Leadership by Courage
Mac’s company kept going and, farther along on the road to Cassino, Lieutenant Kim, a Korean from the West Coast, and his squad took six machine-gun nests. Lieutenant Kin was wounded taking the sixth nest, and he won the Distinguished Service Cross.
Mac spoke so proudly of Lieutenant Kin’s achievement that I questioned him further. In Japan, the Koreans are a despised race; I wondered if the hatred had carried over to these Japanese-Americans. I asked Mac how the boys of his company felt about Lieutenant Kin.
“He was very well liked,” he said, without realizing why I asked. “We had great faith in his leadership, and most of the boys were glad of a chance to go on patrol with him.”
The Hundredth went on to greater deeds in the house-to-house and hand-to-hand fighting at Cassino, but Mac was sent back to the station hospital at Naples and then to hospitals in North Africa, where more shrapnel was removed from his lung. He arrived back in this country at the end of February and is now under treatment at Gardiner General Hospital, Chicago.

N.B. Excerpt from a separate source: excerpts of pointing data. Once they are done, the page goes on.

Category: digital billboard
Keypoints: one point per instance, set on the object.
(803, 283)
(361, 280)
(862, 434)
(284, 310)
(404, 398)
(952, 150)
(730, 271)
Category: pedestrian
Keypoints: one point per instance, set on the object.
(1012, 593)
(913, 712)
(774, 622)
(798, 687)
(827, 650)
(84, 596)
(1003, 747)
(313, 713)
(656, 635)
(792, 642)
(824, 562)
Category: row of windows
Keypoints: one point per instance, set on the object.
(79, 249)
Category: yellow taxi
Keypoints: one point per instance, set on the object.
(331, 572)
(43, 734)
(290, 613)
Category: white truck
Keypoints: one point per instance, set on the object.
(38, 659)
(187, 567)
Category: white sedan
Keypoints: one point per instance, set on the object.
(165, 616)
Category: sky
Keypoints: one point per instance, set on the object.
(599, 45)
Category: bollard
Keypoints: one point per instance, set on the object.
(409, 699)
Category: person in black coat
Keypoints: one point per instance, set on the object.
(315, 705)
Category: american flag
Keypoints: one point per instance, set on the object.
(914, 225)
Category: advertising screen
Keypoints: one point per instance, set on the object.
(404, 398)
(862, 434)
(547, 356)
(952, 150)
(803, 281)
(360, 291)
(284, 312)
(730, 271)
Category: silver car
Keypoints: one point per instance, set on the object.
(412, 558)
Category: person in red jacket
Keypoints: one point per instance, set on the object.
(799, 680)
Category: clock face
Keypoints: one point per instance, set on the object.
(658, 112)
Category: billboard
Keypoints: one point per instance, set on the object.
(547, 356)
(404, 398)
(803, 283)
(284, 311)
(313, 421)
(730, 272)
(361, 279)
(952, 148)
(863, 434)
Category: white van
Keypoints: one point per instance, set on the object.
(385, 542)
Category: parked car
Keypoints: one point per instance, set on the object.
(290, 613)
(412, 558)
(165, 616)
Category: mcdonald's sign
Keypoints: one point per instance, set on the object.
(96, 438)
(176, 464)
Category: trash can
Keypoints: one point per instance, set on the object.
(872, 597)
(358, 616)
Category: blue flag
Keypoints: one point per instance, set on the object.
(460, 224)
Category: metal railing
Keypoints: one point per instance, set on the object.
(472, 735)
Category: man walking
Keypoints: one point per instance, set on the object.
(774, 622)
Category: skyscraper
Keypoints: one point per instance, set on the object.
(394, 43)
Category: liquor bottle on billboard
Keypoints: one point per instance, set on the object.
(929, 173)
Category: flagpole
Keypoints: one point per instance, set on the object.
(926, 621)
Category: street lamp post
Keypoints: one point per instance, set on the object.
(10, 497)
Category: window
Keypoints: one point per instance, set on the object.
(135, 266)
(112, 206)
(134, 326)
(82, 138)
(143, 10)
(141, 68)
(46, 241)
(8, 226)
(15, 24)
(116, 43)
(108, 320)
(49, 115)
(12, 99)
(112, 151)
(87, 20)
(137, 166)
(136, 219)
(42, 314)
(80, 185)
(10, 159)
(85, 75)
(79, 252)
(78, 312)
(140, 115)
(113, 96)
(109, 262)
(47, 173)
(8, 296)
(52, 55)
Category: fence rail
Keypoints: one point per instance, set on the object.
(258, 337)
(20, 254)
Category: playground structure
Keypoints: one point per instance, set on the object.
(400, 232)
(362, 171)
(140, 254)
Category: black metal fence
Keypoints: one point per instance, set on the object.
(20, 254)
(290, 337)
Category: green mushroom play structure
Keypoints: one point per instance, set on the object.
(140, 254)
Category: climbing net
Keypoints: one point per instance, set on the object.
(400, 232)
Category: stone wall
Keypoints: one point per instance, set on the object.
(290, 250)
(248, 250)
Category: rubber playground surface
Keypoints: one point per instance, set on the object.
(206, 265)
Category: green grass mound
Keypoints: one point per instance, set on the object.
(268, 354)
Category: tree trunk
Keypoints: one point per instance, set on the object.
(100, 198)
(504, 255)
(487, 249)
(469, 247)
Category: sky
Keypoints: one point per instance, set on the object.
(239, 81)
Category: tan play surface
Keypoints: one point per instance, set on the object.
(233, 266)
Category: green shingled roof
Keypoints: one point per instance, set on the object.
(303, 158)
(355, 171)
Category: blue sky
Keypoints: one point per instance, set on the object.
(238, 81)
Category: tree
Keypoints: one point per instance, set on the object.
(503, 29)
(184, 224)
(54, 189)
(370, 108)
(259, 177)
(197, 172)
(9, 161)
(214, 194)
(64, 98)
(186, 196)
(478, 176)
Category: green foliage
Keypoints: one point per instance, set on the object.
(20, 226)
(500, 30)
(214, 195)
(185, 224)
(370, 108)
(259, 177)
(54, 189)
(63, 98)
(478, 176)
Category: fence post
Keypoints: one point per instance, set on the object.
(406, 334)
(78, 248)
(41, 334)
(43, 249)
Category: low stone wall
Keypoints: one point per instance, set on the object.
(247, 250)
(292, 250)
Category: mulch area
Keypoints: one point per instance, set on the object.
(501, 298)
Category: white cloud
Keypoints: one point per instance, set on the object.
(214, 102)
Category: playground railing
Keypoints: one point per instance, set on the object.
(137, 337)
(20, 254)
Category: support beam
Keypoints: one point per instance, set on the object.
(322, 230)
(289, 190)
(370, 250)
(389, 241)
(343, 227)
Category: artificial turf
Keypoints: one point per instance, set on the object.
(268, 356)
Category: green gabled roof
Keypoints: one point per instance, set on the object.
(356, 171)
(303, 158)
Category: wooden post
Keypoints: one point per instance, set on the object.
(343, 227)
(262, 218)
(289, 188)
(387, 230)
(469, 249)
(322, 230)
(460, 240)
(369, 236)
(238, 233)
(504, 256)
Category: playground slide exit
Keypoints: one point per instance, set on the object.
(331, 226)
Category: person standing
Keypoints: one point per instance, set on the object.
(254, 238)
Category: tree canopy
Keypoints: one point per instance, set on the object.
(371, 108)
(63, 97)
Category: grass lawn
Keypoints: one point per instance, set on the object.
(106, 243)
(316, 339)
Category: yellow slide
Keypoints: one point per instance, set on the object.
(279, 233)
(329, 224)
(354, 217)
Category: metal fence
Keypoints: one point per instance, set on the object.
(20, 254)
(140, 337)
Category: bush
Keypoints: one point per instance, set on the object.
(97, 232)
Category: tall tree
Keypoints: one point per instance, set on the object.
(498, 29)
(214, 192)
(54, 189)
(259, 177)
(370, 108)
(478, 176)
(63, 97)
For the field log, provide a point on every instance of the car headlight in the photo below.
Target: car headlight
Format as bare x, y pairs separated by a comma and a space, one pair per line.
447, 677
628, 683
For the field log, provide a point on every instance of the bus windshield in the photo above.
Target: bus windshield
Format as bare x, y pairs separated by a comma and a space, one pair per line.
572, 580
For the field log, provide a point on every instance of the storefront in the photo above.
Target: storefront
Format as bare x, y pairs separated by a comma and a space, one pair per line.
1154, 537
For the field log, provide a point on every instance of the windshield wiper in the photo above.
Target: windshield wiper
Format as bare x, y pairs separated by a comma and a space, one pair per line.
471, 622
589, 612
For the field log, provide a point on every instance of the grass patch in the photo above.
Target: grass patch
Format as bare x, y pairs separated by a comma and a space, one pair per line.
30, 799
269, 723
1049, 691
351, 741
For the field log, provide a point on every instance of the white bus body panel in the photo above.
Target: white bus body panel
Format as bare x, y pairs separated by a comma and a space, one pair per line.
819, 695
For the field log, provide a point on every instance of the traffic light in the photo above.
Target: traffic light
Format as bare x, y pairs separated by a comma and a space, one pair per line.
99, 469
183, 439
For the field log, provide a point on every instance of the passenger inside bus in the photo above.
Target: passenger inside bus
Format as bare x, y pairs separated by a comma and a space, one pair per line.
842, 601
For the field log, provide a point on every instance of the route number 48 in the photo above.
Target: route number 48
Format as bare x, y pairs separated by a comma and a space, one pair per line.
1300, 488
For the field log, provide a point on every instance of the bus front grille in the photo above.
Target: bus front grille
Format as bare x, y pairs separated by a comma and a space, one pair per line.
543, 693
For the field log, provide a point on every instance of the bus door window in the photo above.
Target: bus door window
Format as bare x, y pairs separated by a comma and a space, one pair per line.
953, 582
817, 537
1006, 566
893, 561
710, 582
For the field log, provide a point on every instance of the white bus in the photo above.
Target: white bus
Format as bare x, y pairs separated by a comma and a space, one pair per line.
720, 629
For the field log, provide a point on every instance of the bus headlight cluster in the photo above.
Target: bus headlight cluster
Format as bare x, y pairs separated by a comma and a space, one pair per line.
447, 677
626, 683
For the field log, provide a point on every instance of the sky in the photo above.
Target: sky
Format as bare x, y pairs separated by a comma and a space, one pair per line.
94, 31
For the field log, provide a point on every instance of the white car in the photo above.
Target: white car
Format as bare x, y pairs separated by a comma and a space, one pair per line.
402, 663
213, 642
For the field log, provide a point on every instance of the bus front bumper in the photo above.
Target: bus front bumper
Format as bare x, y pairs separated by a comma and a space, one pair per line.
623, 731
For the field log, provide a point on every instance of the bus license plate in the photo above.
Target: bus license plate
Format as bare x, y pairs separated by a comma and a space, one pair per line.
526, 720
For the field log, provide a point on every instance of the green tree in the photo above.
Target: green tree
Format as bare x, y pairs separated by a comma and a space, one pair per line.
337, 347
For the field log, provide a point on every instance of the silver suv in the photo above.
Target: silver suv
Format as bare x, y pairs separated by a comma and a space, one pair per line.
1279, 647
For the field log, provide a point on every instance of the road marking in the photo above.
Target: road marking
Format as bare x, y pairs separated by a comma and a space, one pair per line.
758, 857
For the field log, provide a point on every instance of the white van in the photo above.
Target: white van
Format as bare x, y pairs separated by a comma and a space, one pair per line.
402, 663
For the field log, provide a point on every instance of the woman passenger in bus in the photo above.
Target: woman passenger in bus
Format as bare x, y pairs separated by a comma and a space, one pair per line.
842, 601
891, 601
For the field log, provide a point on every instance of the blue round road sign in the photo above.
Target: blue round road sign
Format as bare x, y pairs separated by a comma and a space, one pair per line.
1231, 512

“I’m one of the lucky ones,” he said. “I never expected to get back. I was very sick for three months. I couldn’t talk or eat, and I was fed by injections. But I was given the best of care by nurses and Medical Corps men (all of whom were white), and they were very nice to me. Soldiers from the other battalions in our regiment, who were in hospitals with me, were always pointing me out to others and telling them what a swell job my battalion was doing. I was very proud.”